È quanto ha deciso la Corte di Giustizia dell'Unione europea pronunciandosi sul ricorso di una cittadina contro il Comune di Ans, in Belgio, a cui era stato vietato di indossare il velo sul luogo di lavoro
"Al fine di creare un ambiente amministrativo totalmente neutro, una pubblica amministrazione può vietare di indossare in modo visibile sul luogo di lavoro qualsiasi segno che riveli convinzioni filosofiche o religiose. Una regola del genere non è discriminatoria se viene applicata in maniera generale e indiscriminata a tutto il personale di tale amministrazione e si limita allo stretto necessario". E' quanto ha deciso la Corte di Giustizia dell'Unione europea pronunciandosi sul ricorso di una cittadina contro il Comune di Ans, in Belgio, a cui era stato vietato di indossare il velo sul luogo di lavoro.
Le motivazioni
Per la Corte Ue la politica di rigorosa neutralità imposta da una pubblica amministrazione ai suoi dipendenti al fine di creare al suo interno un ambiente amministrativo totalmente neutro può essere considerata oggettivamente giustificata da una finalità legittima. Altrettanto giustificata sarebbe la scelta di un'altra pubblica amministrazione a favore di una politica che consenta, in maniera generale e indiscriminata, di indossare segni visibili di convinzioni, in particolare filosofiche o religiose, anche nei contatti con gli utenti, o l'introduzione di un divieto di indossare siffatti segni limitato alle situazioni che implicano contatti del genere.

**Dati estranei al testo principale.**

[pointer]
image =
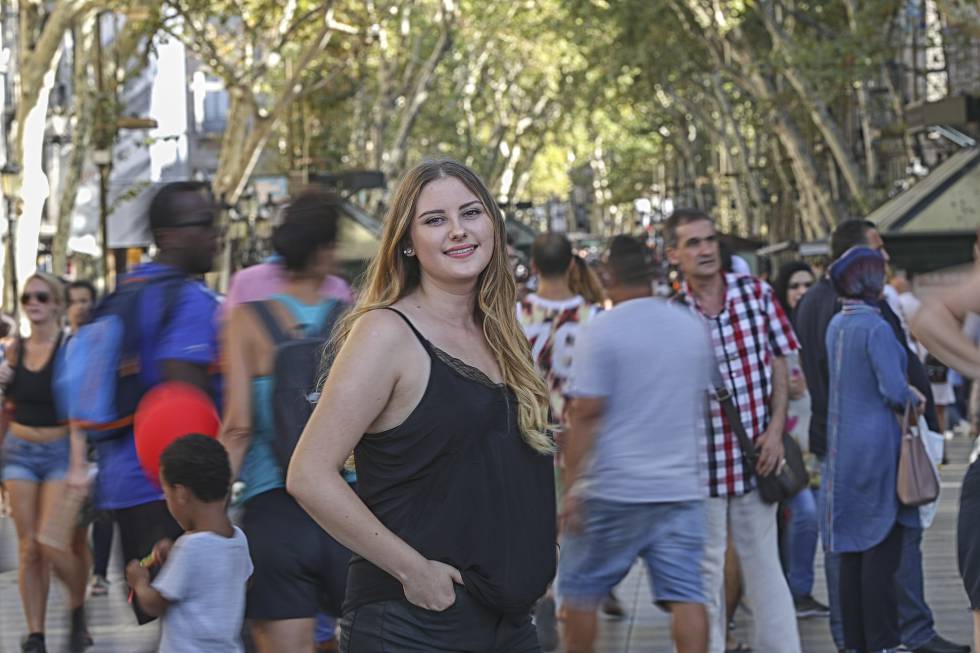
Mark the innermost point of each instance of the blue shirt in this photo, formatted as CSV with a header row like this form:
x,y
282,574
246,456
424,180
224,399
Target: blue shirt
x,y
189,336
868,388
261,470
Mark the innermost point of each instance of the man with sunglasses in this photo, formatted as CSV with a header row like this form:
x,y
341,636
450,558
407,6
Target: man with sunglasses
x,y
178,342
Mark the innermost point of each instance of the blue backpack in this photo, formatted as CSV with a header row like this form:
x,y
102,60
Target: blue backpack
x,y
101,375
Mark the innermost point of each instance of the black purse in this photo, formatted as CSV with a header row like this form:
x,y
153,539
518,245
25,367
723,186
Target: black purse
x,y
790,476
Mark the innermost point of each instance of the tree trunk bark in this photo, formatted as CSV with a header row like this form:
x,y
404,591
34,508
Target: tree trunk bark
x,y
81,136
819,113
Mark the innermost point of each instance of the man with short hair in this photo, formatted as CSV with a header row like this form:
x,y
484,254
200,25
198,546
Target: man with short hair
x,y
633,449
811,319
178,342
81,301
552,316
751,337
551,319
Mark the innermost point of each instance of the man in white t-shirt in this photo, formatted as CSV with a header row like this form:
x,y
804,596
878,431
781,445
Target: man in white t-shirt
x,y
551,319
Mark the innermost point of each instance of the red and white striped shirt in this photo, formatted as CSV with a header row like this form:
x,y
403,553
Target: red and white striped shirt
x,y
750,330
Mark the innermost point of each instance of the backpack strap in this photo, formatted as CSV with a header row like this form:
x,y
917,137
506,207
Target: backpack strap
x,y
425,343
334,311
272,327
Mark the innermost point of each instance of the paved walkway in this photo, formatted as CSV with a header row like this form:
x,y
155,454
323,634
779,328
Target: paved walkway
x,y
644,630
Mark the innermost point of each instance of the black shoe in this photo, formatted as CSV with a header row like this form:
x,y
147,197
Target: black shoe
x,y
79,638
611,607
33,644
807,606
545,624
939,644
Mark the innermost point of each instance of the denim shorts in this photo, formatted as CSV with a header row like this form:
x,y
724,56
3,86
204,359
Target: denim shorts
x,y
669,537
36,462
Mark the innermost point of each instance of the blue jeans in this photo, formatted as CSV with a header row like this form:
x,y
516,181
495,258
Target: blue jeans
x,y
800,543
914,616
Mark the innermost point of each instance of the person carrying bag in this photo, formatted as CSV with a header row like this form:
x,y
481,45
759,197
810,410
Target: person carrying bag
x,y
790,476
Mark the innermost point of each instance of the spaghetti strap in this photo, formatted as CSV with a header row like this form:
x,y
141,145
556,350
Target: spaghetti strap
x,y
425,343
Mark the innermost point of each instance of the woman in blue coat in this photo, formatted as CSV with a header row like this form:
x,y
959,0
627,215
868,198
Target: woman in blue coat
x,y
869,393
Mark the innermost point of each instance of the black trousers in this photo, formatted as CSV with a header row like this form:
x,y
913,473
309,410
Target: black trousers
x,y
868,598
140,527
968,534
465,626
102,527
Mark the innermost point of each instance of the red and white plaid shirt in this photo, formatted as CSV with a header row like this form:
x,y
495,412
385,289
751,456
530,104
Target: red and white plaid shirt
x,y
750,330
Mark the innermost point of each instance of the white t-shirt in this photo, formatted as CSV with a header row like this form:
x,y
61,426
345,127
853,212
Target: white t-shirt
x,y
551,327
204,580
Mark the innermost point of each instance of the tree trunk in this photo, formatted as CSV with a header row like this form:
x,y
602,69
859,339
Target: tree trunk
x,y
819,113
36,73
756,203
761,87
394,161
81,136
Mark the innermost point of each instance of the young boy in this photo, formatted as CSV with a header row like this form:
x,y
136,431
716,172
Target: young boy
x,y
200,591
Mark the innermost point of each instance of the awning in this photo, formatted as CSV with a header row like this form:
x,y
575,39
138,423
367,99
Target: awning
x,y
946,200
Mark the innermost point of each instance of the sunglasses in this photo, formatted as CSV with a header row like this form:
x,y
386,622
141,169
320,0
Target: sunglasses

Il margine di discrezionalità
Infatti, ogni Stato membro, e ogni ente infrastatale nell'ambito delle sue competenze, dispone di un margine di discrezionalità nella concezione della neutralità del servizio pubblico che intende promuovere sul luogo di lavoro, a seconda del suo proprio contesto. Ciò premesso, tale finalità deve essere perseguita in modo coerente e sistematico, e le misure adottate per conseguirla devono essere limitate allo stretto necessario.